In silenzio ti osservo, ti ascolto. E imparo a volare.


Quando ero bambino non credo di aver mai pensato che, Babbo Natale, esistesse, nella realtà. Ma con la Befana era tutta un’altra cosa. Non che immaginassi veramente la presenza di una vecchina a cavalo di una scopa... piuttosto quando, nel dormiveglia adolescenziale di ogni 6 gennaio, osservavo mia madre che riponeva in un mio calzino, ai piedi del letto, un gesto d’amore, io fingevo di non accorgermi della sua presenza. In questo modo, potevo "sentire" il suo piacere all’idea della mia sorpresa, una volta sveglio.

È nata così, tanti anni fa (quando avevo capito che lei, da lì a poco, sarebbe volata per un’altra strada, da qualche altra parte, nell’Universo), questa "preghiera - confessione", rivolta e dedicata a colei che mi ha accompagnato, dai primi istanti della mia vita fino a quando, ormai grande, avrei potuto continuare da solo. Ho avuto la fortuna di riuscire a leggergliela e di godere del suo sorriso di approvazione. A distanza di tempo dalla sua "assenza", considero queste poche righe come un gesto dovuto (e voluto): una coperta per non far sentire freddo a chi, in saggezza, mi ha dato tanto, con un affetto senza confini.

Bisogna concentrare l’attenzione dello spirito, non lasciarsi assorbire dalla vita di superficie, stabilire in ogni giornata, una zona di silenzio in cui affinare la sensibilità dell’anima. (don Carlo Gnocchi)
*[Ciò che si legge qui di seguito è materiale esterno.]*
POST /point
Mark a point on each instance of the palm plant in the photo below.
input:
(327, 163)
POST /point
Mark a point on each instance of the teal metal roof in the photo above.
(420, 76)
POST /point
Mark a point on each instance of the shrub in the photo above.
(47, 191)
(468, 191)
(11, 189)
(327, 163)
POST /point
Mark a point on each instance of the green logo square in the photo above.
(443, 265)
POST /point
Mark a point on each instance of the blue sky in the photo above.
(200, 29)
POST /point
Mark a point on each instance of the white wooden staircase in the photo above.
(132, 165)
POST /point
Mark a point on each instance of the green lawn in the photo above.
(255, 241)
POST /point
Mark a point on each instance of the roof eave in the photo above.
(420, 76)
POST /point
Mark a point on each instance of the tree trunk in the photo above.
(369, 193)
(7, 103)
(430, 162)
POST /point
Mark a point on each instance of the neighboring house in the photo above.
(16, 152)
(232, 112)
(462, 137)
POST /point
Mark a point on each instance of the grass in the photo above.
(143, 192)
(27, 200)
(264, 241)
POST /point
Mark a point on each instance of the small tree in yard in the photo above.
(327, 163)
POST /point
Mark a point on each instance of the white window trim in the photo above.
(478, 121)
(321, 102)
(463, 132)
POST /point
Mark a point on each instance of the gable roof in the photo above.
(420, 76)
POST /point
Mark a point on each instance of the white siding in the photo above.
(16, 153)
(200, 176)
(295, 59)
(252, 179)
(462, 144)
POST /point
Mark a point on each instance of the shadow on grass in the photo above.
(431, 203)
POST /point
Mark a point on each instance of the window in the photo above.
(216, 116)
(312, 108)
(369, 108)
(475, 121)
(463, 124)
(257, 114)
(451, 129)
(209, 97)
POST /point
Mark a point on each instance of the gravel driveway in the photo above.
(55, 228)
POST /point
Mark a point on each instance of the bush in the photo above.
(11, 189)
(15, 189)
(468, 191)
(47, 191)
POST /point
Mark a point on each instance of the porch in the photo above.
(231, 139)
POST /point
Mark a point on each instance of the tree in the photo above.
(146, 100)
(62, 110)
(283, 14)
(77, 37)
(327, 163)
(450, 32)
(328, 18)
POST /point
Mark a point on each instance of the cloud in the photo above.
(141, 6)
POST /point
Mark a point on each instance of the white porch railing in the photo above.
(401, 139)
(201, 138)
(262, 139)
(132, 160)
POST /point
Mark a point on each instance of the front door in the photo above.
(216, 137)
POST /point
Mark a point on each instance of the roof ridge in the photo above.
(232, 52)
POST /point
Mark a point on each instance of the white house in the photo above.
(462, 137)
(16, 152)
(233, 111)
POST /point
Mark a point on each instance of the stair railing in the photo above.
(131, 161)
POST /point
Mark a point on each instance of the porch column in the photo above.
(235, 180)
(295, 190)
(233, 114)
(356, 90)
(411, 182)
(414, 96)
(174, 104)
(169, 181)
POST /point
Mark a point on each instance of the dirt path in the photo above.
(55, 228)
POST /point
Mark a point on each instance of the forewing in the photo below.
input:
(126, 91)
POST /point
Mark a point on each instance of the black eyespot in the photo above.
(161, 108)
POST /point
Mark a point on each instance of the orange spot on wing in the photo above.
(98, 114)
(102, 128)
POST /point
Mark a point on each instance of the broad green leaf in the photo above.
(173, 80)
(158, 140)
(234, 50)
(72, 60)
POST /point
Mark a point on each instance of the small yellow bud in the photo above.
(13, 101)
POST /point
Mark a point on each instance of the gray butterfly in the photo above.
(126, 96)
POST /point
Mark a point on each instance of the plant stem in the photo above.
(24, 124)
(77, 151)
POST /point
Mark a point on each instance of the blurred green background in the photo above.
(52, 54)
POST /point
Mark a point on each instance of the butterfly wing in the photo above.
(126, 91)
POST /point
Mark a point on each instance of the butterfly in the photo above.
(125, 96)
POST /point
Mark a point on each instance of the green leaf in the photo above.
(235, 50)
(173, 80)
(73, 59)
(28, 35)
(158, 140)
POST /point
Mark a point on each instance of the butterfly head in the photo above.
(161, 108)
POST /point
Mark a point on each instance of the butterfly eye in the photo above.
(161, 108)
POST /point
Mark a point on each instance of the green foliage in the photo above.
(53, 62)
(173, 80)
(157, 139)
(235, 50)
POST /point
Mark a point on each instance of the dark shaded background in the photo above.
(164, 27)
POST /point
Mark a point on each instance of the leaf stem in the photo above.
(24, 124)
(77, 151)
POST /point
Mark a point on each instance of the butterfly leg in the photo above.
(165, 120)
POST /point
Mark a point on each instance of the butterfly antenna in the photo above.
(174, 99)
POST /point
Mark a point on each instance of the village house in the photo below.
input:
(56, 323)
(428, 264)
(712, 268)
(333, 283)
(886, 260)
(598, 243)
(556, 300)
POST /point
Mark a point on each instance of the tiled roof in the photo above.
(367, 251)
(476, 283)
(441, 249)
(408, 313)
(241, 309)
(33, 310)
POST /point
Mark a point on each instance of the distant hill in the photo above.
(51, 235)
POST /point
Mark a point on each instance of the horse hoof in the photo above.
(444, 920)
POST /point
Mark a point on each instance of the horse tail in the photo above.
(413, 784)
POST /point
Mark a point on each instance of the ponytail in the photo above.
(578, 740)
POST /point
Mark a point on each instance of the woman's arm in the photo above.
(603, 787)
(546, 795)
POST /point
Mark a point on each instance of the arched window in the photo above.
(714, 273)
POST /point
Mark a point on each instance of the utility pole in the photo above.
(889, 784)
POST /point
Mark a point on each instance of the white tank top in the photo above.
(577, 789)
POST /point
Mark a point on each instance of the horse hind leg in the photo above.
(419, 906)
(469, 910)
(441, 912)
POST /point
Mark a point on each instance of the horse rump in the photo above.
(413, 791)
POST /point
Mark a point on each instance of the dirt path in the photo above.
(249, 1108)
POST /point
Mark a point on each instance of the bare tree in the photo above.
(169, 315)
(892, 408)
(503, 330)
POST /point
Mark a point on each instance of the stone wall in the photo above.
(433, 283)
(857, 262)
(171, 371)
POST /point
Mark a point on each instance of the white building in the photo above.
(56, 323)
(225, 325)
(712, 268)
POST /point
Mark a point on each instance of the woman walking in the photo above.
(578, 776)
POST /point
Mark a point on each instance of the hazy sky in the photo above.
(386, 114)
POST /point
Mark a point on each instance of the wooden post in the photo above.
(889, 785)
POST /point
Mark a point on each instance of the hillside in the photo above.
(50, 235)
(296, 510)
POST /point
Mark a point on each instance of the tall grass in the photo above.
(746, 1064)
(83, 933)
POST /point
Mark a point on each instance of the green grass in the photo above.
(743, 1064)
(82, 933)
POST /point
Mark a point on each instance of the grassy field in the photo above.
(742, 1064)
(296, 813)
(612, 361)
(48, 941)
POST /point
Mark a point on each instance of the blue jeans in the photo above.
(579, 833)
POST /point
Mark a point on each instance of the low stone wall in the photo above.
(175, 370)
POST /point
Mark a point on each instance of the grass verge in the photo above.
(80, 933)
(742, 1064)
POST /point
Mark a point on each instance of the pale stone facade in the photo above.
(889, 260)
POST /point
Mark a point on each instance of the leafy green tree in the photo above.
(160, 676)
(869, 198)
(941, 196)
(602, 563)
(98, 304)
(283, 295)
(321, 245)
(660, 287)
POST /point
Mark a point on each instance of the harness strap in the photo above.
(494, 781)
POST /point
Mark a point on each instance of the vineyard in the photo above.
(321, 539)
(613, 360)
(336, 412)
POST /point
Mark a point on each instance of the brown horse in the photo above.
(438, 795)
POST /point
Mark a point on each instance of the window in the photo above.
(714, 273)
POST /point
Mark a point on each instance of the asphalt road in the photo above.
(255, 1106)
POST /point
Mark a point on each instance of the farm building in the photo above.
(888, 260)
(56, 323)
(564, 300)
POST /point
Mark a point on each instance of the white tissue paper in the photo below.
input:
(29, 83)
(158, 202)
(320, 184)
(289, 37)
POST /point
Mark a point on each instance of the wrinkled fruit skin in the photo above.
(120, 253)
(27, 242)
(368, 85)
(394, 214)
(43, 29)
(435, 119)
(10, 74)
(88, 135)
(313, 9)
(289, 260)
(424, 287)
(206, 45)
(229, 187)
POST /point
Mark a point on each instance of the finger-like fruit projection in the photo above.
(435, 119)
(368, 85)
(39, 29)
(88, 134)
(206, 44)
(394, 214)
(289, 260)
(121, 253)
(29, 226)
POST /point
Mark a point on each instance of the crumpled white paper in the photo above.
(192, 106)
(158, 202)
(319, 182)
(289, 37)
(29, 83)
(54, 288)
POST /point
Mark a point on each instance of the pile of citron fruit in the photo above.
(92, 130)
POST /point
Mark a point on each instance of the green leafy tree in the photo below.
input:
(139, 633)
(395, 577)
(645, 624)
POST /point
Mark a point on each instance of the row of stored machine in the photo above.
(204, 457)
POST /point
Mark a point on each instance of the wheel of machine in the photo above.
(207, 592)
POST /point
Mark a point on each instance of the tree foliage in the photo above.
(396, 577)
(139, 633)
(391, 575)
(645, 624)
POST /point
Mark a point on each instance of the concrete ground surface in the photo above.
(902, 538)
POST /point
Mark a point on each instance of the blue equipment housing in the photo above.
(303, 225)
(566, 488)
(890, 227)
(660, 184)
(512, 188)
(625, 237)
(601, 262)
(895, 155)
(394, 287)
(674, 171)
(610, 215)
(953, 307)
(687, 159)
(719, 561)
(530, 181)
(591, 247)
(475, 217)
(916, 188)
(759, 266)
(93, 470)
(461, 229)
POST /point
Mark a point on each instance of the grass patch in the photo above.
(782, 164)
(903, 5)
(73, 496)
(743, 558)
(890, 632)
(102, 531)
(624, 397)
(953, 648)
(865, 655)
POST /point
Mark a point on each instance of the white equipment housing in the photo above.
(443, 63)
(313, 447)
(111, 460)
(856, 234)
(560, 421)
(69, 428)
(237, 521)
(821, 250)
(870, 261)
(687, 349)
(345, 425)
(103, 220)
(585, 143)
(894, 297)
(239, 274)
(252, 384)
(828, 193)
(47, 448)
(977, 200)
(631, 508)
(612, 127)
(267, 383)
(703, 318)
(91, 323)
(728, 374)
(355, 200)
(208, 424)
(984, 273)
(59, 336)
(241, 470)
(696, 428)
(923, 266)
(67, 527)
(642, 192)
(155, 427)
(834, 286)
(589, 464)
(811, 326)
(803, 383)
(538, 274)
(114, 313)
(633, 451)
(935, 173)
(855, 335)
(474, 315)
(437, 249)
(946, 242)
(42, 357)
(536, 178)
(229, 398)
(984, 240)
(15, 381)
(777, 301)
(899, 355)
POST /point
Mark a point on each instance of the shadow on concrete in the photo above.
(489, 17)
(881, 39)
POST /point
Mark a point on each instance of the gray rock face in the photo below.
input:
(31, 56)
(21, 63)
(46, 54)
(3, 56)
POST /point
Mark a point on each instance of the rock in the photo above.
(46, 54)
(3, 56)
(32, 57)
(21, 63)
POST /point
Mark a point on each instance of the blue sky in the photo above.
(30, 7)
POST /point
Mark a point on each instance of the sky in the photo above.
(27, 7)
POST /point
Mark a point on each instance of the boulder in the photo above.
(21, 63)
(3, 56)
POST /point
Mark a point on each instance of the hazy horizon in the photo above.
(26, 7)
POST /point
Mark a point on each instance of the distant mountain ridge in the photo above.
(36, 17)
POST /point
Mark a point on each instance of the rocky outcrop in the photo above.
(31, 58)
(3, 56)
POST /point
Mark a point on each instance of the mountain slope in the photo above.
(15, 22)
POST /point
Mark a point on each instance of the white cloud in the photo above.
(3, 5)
Vorrei ascoltare i tuoi sussurri...

per scoprire perché, per ogni calza che riempi, svuoti i nostri giorni della gioia delle feste e ci restituisci la vita di sempre, quando soffriamo senza capirne il motivo, cerchiamo il sorriso nei posti sbagliati e vorremmo indugiare davanti al fuoco dell’amicizia, per osservare la coscienza "germogliarci" nelle mani.

Credo che la vita sia una fune tesa fra le parole che corrono, come acqua di un fiume verso il mare e il bisogno di un abbraccio, prima che il buio faccia troppa paura

E allora, riaccendi la tua scopa, per favore...

E di ritorno, al mattino, mescolandoti col profumo del caffè, prova a raccontarmi come si fa ad inchinarsi ai potenti (senza perdere la dignità), qual è il miglior modo di sorridere a chi fa finta di batterti le mani e, infine, come sia possibile coricarsi senza pace non avendo più nulla da inventare!

Per favore, riapri la cesta dei tuoi doni...

E proteggi, come quando la luna è pulita e il cielo sembra un biliardo, gli sguardi che vanno incontro alla speranza del proprio avvenire. Non farli cadere nelle brame di chi, senza amore, confonde la brina col sole.

Proverò a parlarti di me...

Entrando, con te, in quel mondo magico che rende veri i sogni e le illusioni e apprezzando, nell’attesa di te, ogni istante che precede il tuo arrivo, per godermi la notte e salutare, col fazzoletto dei miei ricordi più belli, chi ha deciso di restare a contare le stelle.

Dolce signora...

Qualcuno mi ha scritto: "Ti auguro il tempo per i sorrisi, il tempo per te stesso e quello per gli altri; il tempo per le piccole e le grandi cose; il tempo per la noia, perché tu possa riscoprire il gioco; il tempo autentico, dove tu possa sentirti felice".

D’accordo, allora...

Seguirò la scia della tua stella e, come i Re Magi sotto un cielo d’aurora, senza incertezze ma con qualche apprensione, attenderò che tu mi dica...

"Va bene, guardami... che t’insegno a volare!"